Light upregulates the most highly expressed protease gene in RIB1187, that for aspartyl protease 2, but downregulates the second most highly expressed one, that for metallopeptidase 2 (Suzuki and Kusumoto, 2020). However, the advantages of these responses are not clear from the transcriptome data. Nevertheless, it is interesting to note that protease-specific activity in RIB1187 differed significantly between before and after 24 h (Fig. 3A); i.e., the inhibitory effect of light exposure on protease-specific activity appeared to be stronger after 24 h of culture. RIB1187 was originally purified from soy sauce koji. We may be able to recommend that the brewing or fermentation of some foods that require high protease activities, such as soy sauce, should occur under complete darkness from beginning to end (“Tanetsuke” meaning spore inoculation to “Dekoji” meaning the end of the koji production process). In the commercial enzyme industry, it is also recommended that proteases be produced under total darkness. It is unclear why proteases would be unnecessary for Aspergillus growth in light-exposed areas such as terrestrial environments. However, if the soil is assumed to be in constant darkness, decomposing protein-based nutrients may enable Aspergillus to grow there.

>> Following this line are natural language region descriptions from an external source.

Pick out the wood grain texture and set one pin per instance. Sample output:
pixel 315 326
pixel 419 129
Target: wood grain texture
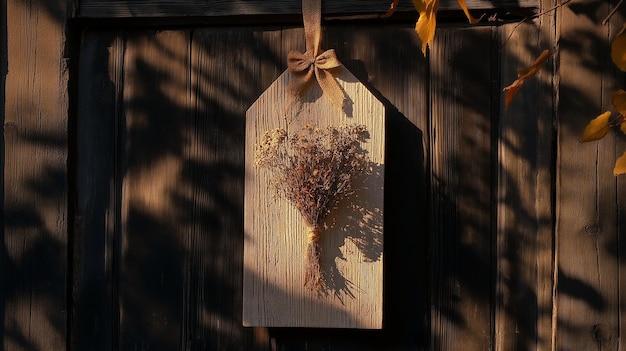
pixel 524 242
pixel 588 222
pixel 219 8
pixel 180 99
pixel 98 187
pixel 351 248
pixel 461 153
pixel 35 179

In conclusion, light exposure can inhibit both saccharification activity and protease activity of wheat bran solid-state fermentation by A. oryzae. The detailed mechanism of the response to light exposure differed among the strains. Light exposure suppressed protease activities to approximately half the rate observed in total darkness. This information may be helpful to manufacturers of fungal enzymes to improve production processes and facilities.
Acknowledgements This research was supported by grants from the Tojuro Iijima Foundation for Food Science and Technology. K.-I. K. was supported by the Institute for Fermentation, Osaka, Japan (grant number K-2021-008). We thank Yuriko Yamamoto for her great help in all experiments in this study.
Conflict of interest There are no conflicts of interest to declare.